Question about Rings, Homomorphisms and Ideals.

Question

Let $\mathbb{Z}[i]= \{a+bi: a,b \in \mathbb{Z}\}$be a ring. The ideal $\langle 5 \rangle= \{a+bi: a,b \in \mathbb{Z}, 5\mid a$ and $5\mid b \}$ is a maximal ideal of $\mathbb{Z}[i]$??

$\textbf{My attempt:}$

I've tried to make a homomorphism between $\mathbb{Z}[i]/\langle 5 \rangle$ and $\mathbb{Z}_m$, for some $m \in \mathbb{Z}$. Then, if $m$ is a prime number we have a field $\mathbb{Z}[i]/\langle 5 \rangle$ and $\langle 5 \rangle$ is maximal ideal.
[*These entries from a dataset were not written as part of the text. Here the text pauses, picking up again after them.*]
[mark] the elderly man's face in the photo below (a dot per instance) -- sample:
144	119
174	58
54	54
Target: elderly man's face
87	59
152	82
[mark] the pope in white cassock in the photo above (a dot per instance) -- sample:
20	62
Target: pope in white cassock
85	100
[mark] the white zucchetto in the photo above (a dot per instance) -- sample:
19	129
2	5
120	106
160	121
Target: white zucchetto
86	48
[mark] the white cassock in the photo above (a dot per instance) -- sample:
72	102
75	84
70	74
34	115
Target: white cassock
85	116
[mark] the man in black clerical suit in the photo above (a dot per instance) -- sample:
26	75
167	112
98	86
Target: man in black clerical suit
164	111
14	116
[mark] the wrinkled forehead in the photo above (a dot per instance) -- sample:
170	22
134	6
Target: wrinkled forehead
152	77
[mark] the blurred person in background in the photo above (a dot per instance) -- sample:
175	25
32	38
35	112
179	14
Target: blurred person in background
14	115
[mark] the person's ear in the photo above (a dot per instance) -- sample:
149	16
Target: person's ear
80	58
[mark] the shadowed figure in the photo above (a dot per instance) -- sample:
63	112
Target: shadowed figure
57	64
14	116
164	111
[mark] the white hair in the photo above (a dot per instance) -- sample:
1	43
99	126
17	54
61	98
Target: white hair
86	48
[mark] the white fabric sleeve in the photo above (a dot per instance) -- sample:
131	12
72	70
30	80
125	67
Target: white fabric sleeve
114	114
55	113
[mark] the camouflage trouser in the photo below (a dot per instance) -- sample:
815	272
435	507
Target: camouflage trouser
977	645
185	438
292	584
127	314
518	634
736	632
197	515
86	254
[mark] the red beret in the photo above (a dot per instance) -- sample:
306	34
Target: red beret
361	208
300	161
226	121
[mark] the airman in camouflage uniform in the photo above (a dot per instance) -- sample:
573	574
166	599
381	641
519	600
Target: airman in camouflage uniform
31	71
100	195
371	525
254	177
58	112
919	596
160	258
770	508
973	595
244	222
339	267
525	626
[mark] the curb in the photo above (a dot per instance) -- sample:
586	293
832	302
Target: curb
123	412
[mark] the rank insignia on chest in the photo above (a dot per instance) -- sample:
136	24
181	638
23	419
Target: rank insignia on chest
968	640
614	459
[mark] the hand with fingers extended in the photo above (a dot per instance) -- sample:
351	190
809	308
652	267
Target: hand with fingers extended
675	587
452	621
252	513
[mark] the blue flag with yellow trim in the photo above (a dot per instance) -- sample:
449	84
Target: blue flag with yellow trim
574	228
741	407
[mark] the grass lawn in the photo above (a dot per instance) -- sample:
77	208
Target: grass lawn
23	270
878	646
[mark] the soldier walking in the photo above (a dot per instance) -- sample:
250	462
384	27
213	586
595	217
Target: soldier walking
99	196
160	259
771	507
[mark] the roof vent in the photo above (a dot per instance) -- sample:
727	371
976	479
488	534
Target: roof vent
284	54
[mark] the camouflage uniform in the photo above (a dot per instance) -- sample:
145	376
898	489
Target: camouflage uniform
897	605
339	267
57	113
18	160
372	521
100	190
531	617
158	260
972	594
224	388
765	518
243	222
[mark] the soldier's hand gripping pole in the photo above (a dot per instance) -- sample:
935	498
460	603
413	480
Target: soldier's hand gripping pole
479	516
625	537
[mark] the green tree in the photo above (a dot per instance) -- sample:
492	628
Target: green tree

For otherwise, if $m$ is not a prime number $\mathbb{Z}[i]/\langle 5 \rangle$ is not a field therefore $\langle 5 \rangle$ is not maximal.

However, it's hard to make a homomorphism between that rings (yes, I've tried m=5) and of course, I've tried to use the homomorphism theorem...

Can you help me??? What is the homomorphism?

Answer 1

Hint: the ring $\mathbb{Z}[i]$ is a PID. Thus, an ideal $0 \neq I = (x)$ is prime if and only if it is maximal, if and only if $x$ is prime (which for PIDs, coincides with the notion of irreducible).

Your question boils down to "Is $5$ prime in $\mathbb{Z}[i]$?

Note that $5 = (1+2i)(1-2i)$ and so $(5) \subsetneq (1+2i) \subsetneq \mathbb{Z}[i]$.

Answer 2

Hint:

This means that $5$ is irreducible in $\mathbf Z[i]$. However note that in this ring $$5=(2-i)(2+i),$$ and if $5$ were irreducible, one of .these factors would be a unit in the ring.